空港まで出迎えにきた理由を聞くと「アウェーの地に来た選手は緊張するでしょうし、着いたときに同胞が応援すれば、小さくても力になれるんじゃないかと思って来ました。きょうは若い学生も来ていますが、彼らにとっても、祖国に接することができるこの一瞬は大切なんです」と話した。

 

2月の女子の試合では、朝鮮総連はアウェー側のゴール裏のチケットを3400席押さえ、一帯は北朝鮮のチームカラーの赤で染まった。「今回も総連は3000席を押さえましたが、観戦希望者が多いことから、さらに応援エリアを拡張できないか日本側に打診しています」(スポーツ紙記者)

 

実は、在日同胞社会では試合の見通しにあまり大きな期待はかけていないという。「日本の強さは認めざるを得ないでしょう。わが国のチームがどこまで食らいつけるか…。まあ、期待はそんなにせずに見守るつもりです(笑)」(関係者)

 

さらに、昔から来日する北朝鮮チームの応援を続けてきた中年以上の在日朝鮮人には別の気がかりもあるという。

 

「会場です。国立競技場での朝日戦では祖国が勝ったのは見たことがないんです。若いときから、あそこではいつも負けていました」(50代の男性)

 

実際、歴代の日朝戦の対戦成績は日本が8勝、北朝鮮が7勝、引き分けが4だが、国立競技場で行われた1985年と89年の日朝戦はいずれも日本が勝利しており、青年期に来日した北朝鮮チームを応援した人には国立競技場は“トラウマの地”になっている感さえある。

 

26日の平壌での対戦は日本人サポーターは「皆無」だが…

 

一方、1990年代まで活発な外交が行なわれた日朝の関係は、北朝鮮による日本人拉致や核開発を機に2000年代からは対立が激化したが、サッカーの応援風景は逆の方向に大きく変わったという。

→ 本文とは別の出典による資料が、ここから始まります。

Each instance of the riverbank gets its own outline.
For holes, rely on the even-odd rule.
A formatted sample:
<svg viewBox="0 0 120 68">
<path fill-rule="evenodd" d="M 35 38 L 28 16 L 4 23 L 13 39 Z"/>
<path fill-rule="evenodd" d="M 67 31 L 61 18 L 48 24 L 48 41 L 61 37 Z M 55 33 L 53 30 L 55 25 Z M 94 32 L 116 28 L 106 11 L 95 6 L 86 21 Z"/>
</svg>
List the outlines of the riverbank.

在日朝鮮人の男性が振り返る。

 

「私も2月の女子の試合を国立競技場で観ましたが、昔と大きく変わったのは国歌への態度です。私たちの(北朝鮮の)国歌が流れたときに日本のサポーターが敬意をもって立って清聴したのに続き、君が代が斉唱されたときは、私も周囲の同胞も同じように立って耳を傾けました。

 

1989年の試合では君が代がかかると『座ろうぜ』との声がかかって、実際に座ったりもしましたし、試合に負けると周辺で(同世代の日本人との間で)普通に喧嘩まで起きていたものです(苦笑)。そうしたことはもうなくなりました」

 

この男性は「女子の試合は(北朝鮮が)負けましたが、いい試合で見ていて楽しかったです。勝っても負けても応援できることがうれしいです」と、応援に行くこと自体が楽しみだと話す。

 

他方、26日の平壌での対戦は、日本サポーターは「皆無」と言っていいほどの完全アウェーになる。試合が生中継される見通しがなく、日本のサポーターからはリアルタイムで見られない状況を懸念する声が出ている。

 

これに絡んで日本外務省は平壌での試合に先立ち、北朝鮮担当者を訪朝させると伝えられている。日本外交官の訪朝は、少なくとも2020年1月末にコロナを理由に北朝鮮が出入国を厳格に統制しはじめて以降は初めてだ。

 

「北朝鮮は昨年5月に外務次官が『日本が関係改善を模索するなら朝日両国が会えないことはない』と表明しました。今年1月の能登半島地震に際しては金正恩氏が岸田文雄首相に宛て見舞いを伝え、2月にも妹の金与正党副部長が、日本の態度変更を前提にしながら『首相が平壌を訪問する日もあり得る』との談話を発表しました。

 

日本との対話を模索するこの流れは維持しているもようで、平壌で日朝の当局者は当然、サッカー以外のことでも意見を交わすでしょう」(日朝筋)

 

ロシア大統領選まで目立つ動きを控えていた

 

表向き北朝鮮は、今月4~14日に米韓が行なった大規模合同軍事演習「フリーダムシールド」の期間中に弾道ミサイル発射など報復的な軍事デモンストレーションを行なわなかったが、18日には口径600ミリの超大型ロケット砲を6発同時発射する訓練を、19日には新型の中・長距離極超音速ミサイルに用いる固体燃料エンジンの地上噴出試験をそれぞれ実施し、いずれも金正恩氏が立ち会ったと北朝鮮メディアは報じた。

 

「18日の超大型ロケット砲は平壌付近から発射されて北東方向へ約350キロ飛び、日本の排他的経済水域(EEZ)の外側の北朝鮮沿岸部に落ちました。日本政府は抗議しましたが、北朝鮮にとっては日本の領海近くに落としたわけでもなく、日本を威嚇するつもりはなかったでしょう」と北朝鮮ウォッチャーはみる。

 

「北朝鮮は近年、米韓演習の期間中に対抗した形で発射することを避けるケースが時折見られます。無意味な緊張激化を避け、攻撃能力の向上のための実験や訓練に集中しているようです。

 

今回18日から発射を再開したのは、中国の全国人民代表大会(全人代)の終了(3月11日)やロシア大統領選の大勢判明(18日)に関連しています。この期間は目立つ動きを控え、これらが過ぎたので核戦力開発の動きを“通常運転”に戻した可能性があります」(同上)

 

北朝鮮が日本との対話を探る意志を本当に持っているなら、日本代表が平壌から帰国するまでは、中ロに対するものと同等の“配慮”を見せて軍事行動を控えるとの見方もある。試合の行方とともに北朝鮮の動きも要注意だ。